Das alte naturhafte Hellsehen, über das der Mensch in alten Zeiten verfügte, wurde durch die selben reinen Ätherkräfte gespeist, die auch der Fortpflanzung zugrunde liegen. Diese Kräfte werden durch das Feigenblatt angedeutet. Durch die luziferische Versuchung wurden die Sinne geöffnet und die ursprünglich völlig bewusstlos erfolgende Fortpflanzung immer mehr von sinnlichen Begierden durchsetzt. Dadurch wurde auch das alte Hellsehen immer mehr korrumpiert und begann dahinzuschwinden. Dafür trat der Egoismus immer mehr hervor. Zur Zeitenwende, mit dem Erdenleben des Christus, hatte das alte Hellsehen seine ursprüngliche Berechtigung verloren - der Feigenbaum - als Symbol dieses atavistischen Hellsehens - sollte verdorren, wie es auch im Evangelium angedeutet wird:

„12 Und am nächsten Tag, als sie von Betanien weggingen, hungerte ihn. 13 Und er sah einen Feigenbaum von ferne, der Blätter hatte; da ging er hin, ob er etwas darauf fände. Und als er zu ihm kam, fand er nichts als Blätter; denn es war nicht die Zeit für Feigen. 14 Da fing Jesus an und sprach zu ihm: Nun esse niemand mehr eine Frucht von dir in Ewigkeit! Und seine Jünger hörten das.“

Markusevangelium: Mk 11,12-14 EU

Rudolf Steiner erläutert dazu in seinen Vorträgen über das Markus-Evangelium:

"Eine besondere Stelle, wobei man wieder das Methodisch-Künstlerische kennenlernen kann, was das Evangelium an okkulten Tatsachen der Menschheitsevolution birgt, ist die folgende, die wieder eine Art von Crux für die Erklärer ist. «Und am folgenden Tage, als sie von Bethanien ausgezogen, hungerte ihn. Und er sah von weitem einen Feigenbaum, der Blätter hatte, und trat herzu, ob er etwas auf demselben finde. Und wie er hinkam, fand er nichts als Blätter; denn es war nicht die Zeit der Feigen. Und er hob an und sprach zu ihm: Nie mehr in Ewigkeit soll jemand von dir Frucht essen! Und seine Jünger hörten es.» (11, 12-14.)

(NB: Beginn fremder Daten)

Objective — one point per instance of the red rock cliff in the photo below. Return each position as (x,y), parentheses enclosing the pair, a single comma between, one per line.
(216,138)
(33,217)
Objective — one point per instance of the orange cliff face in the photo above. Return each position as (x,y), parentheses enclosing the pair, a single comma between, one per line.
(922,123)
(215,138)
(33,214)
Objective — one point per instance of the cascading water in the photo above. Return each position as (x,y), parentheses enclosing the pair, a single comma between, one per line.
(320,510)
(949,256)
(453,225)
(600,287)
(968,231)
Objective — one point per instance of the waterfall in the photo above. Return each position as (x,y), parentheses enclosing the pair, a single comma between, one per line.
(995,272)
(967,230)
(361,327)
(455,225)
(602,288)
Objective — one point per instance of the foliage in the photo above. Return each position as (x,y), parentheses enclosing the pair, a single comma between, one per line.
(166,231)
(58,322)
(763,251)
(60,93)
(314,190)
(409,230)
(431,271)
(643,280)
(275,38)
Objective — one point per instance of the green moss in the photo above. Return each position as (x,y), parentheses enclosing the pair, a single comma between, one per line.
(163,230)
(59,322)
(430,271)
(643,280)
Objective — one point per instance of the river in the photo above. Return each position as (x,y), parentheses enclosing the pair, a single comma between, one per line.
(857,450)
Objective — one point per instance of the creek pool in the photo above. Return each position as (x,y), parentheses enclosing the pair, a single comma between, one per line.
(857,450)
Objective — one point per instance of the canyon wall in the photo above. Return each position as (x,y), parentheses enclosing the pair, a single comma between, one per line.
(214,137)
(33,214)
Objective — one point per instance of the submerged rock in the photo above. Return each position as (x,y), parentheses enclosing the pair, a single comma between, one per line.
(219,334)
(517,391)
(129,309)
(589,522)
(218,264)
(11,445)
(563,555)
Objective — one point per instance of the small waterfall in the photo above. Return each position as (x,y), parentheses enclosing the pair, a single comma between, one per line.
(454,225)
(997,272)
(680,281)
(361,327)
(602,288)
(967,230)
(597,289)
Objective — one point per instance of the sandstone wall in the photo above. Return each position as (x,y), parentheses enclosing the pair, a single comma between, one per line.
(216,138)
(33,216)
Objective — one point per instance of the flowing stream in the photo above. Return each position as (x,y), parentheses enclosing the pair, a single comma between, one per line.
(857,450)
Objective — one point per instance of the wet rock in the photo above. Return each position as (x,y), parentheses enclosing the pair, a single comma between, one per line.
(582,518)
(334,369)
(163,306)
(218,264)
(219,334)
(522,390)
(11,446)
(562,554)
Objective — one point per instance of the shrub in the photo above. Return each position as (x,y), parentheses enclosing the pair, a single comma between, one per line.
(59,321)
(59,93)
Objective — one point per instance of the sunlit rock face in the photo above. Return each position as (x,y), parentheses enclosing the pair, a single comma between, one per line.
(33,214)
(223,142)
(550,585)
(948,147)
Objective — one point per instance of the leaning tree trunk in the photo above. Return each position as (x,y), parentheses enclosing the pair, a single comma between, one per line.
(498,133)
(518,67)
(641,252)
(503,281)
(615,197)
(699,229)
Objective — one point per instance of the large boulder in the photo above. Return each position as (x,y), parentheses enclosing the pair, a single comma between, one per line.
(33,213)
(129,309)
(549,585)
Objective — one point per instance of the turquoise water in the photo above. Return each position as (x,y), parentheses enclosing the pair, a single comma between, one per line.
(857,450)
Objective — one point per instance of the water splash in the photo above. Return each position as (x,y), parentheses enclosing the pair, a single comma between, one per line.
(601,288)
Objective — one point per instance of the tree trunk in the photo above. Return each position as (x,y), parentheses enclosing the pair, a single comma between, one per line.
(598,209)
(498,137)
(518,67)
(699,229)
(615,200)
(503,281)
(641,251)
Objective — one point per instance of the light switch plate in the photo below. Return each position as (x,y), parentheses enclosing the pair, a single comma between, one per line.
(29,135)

Nun sollte doch jeder ehrlicherweise fragen: Ist es denn nach dem Evangelium nicht doch sonderbar von einem Gotte, daß er auf einen Feigenbaum losgeht, Feigen sucht, aber keine findet, daß man noch dazu den Grund angibt, warum er keine gefunden hat - denn es heißt ausdrücklich «es war nicht die Zeit der Feigen», das heißt also, daß er zur Zeit, da es keine Feigen gibt, zum Feigenbaume hingeht, Feigen sucht und keine findet -, und nachher sagt: «Nie mehr in Ewigkeit soll jemand von dir Frucht essen!»? Nun nehmen Sie die Erklärungen, die zu dieser Geschichte gewöhnlich gegeben werden, während trocken und nüchtern nichts anderes dasteht, als daß in sonderbarer Weise der Christus Jesus Hunger verspürt, zu einem Feigenbaume geht in einer Zeit, in welcher keine Feigen wachsen, keine Feigen findet und den Baum dann verflucht, daß in alle Ewigkeit keine Feigen mehr auf ihm wachsen sollen. Ja, was ist denn dann der Feigenbaum, und warum wird das Ganze hier erzählt? Wer okkulte Schriften lesen kann, wird in dem «Feigenbaume » - wie der Zusammenhang im Evangelium ist, werden wir noch sehen - zunächst dasselbe erkennen, wovon bei dem Buddha gesprochen wird, der unter dem «Bodhibaume» saß und die Erleuchtung zu der Predigt von Benares empfing. Unter dem «Bodhibaume» - das heißt auch: unter dem «Feigenbaume». Weltgeschichtlich war zur Zeit des Buddha in bezug auf das menschliche Hellsehen noch die « Zeit der Feigen », das heißt, man bekam, wie es bei Buddha der Fall war, unter dem Bodhibaume - unter dem Feigenbaume - die Erleuchtung. Jetzt war das nicht mehr so. Das sollten die Jünger lernen. Jetzt war die weltgeschichtliche Tatsache eingetreten, daß nicht mehr an jenem Baume, unter dem der Buddha die Erleuchtung empfangen hat, die Früchte da waren.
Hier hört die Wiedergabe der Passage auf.